Esta relação de vida ou morte, comer ou morrer de fome entre homem e máquina é o emblema marcante dos Ladrões de Bicicleta. Também ecoou as histórias pessoais de muitos pilotos profissionais italianos da era pré-guerra.

‘A maioria veio da pobreza opressiva, e muitos aprenderam a montar entregando pão, mantimentos ou cartas, ou cavalgando centenas de quilômetros de e para locais de construção ou fábricas’, escreve John Foot em Pedalare! Pedale!, sua história do ciclismo italiano. “Ciclismo e trabalho estavam inextricavelmente ligados. A bicicleta era um objeto cotidiano. Todos entendiam o que significava subir e descer ladeiras.’

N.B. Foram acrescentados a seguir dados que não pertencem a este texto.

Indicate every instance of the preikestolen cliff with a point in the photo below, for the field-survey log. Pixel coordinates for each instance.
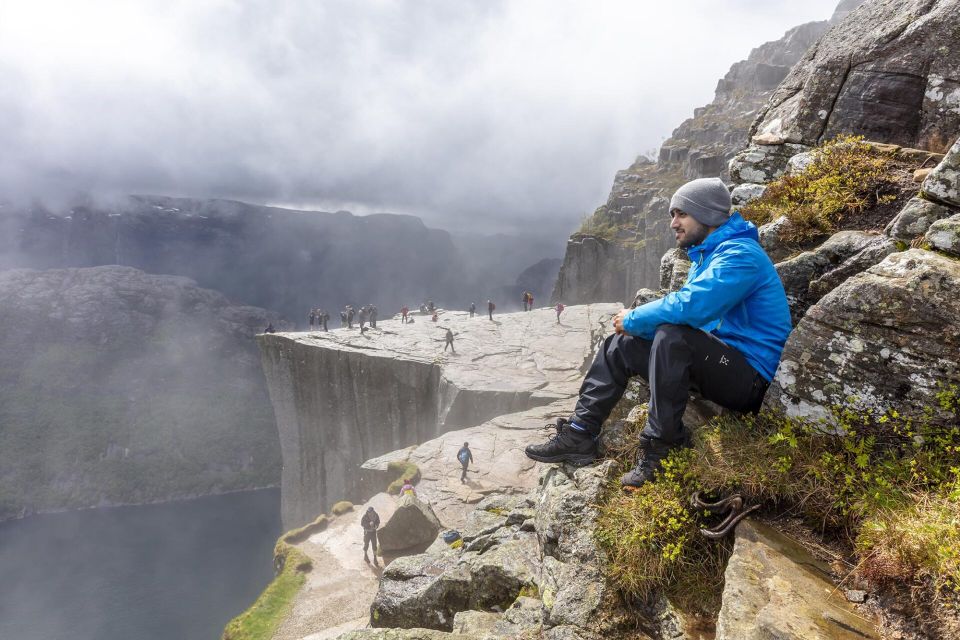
(238, 409)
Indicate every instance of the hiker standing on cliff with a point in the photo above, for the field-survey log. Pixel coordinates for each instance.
(722, 334)
(465, 456)
(370, 522)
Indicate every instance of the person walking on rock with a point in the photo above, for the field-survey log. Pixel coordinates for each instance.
(721, 334)
(370, 523)
(465, 456)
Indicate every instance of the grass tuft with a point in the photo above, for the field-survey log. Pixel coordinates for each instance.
(262, 619)
(846, 177)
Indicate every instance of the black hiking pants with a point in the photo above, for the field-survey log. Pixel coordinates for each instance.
(678, 360)
(370, 539)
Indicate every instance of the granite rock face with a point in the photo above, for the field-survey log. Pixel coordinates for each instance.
(887, 337)
(943, 183)
(110, 375)
(887, 71)
(773, 588)
(405, 389)
(244, 251)
(915, 218)
(413, 524)
(797, 273)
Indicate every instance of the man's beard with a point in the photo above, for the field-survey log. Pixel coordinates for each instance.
(692, 237)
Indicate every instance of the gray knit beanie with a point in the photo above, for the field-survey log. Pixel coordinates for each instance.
(706, 199)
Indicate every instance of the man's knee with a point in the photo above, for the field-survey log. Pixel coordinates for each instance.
(672, 334)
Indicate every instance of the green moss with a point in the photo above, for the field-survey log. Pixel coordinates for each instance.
(400, 470)
(341, 508)
(262, 619)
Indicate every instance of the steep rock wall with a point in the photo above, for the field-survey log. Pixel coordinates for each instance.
(341, 397)
(618, 251)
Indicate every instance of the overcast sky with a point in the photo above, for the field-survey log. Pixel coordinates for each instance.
(480, 114)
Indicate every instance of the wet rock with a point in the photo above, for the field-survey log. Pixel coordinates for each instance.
(643, 296)
(944, 235)
(775, 238)
(797, 273)
(763, 163)
(405, 634)
(477, 623)
(412, 525)
(744, 193)
(674, 267)
(943, 183)
(915, 218)
(775, 589)
(885, 72)
(421, 591)
(878, 249)
(887, 337)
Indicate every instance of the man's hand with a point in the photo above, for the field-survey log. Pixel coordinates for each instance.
(618, 322)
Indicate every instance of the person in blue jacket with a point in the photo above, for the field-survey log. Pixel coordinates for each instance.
(721, 335)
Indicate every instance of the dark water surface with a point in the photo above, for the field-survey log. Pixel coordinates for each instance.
(175, 571)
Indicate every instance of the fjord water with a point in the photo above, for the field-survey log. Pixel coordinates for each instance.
(179, 570)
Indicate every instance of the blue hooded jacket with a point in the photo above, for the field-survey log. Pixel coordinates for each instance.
(732, 291)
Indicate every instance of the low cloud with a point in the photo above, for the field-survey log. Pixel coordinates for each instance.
(489, 115)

É essa empatia com os ciclistas – profissionais, recreativos ou utilitários – que continua a fazer com que o tifosi se destaque entre os fãs de ciclismo.

Embora algo tão simples como um sinal sonoro de encorajamento de um motorista seja uma raridade nas estradas britânicas, na Itália recebi um verdadeiro banquete de um passageiro de carro que instintivamente sabia que eu não estava preparado para aquela subida íngreme no Apeninos.

Recebi beijos de uma signorina de biquíni que claramente apreciava meu casquete Cinelli.

O efeito de ambos os gestos foi semelhante ao experimentado por Andy Hampsten quando venceu o Giro em 1988. Ele lembra que o tifosi fornece 'uma razão convincente para o cavaleiro cavar mais fundo, procurar uma oportunidade para atacar, fazer de si mesmo um herói'.

Não quebrei nenhum recorde durante meu tempo na Itália, mas graças aos tifosi, muitas vezes me senti um herói.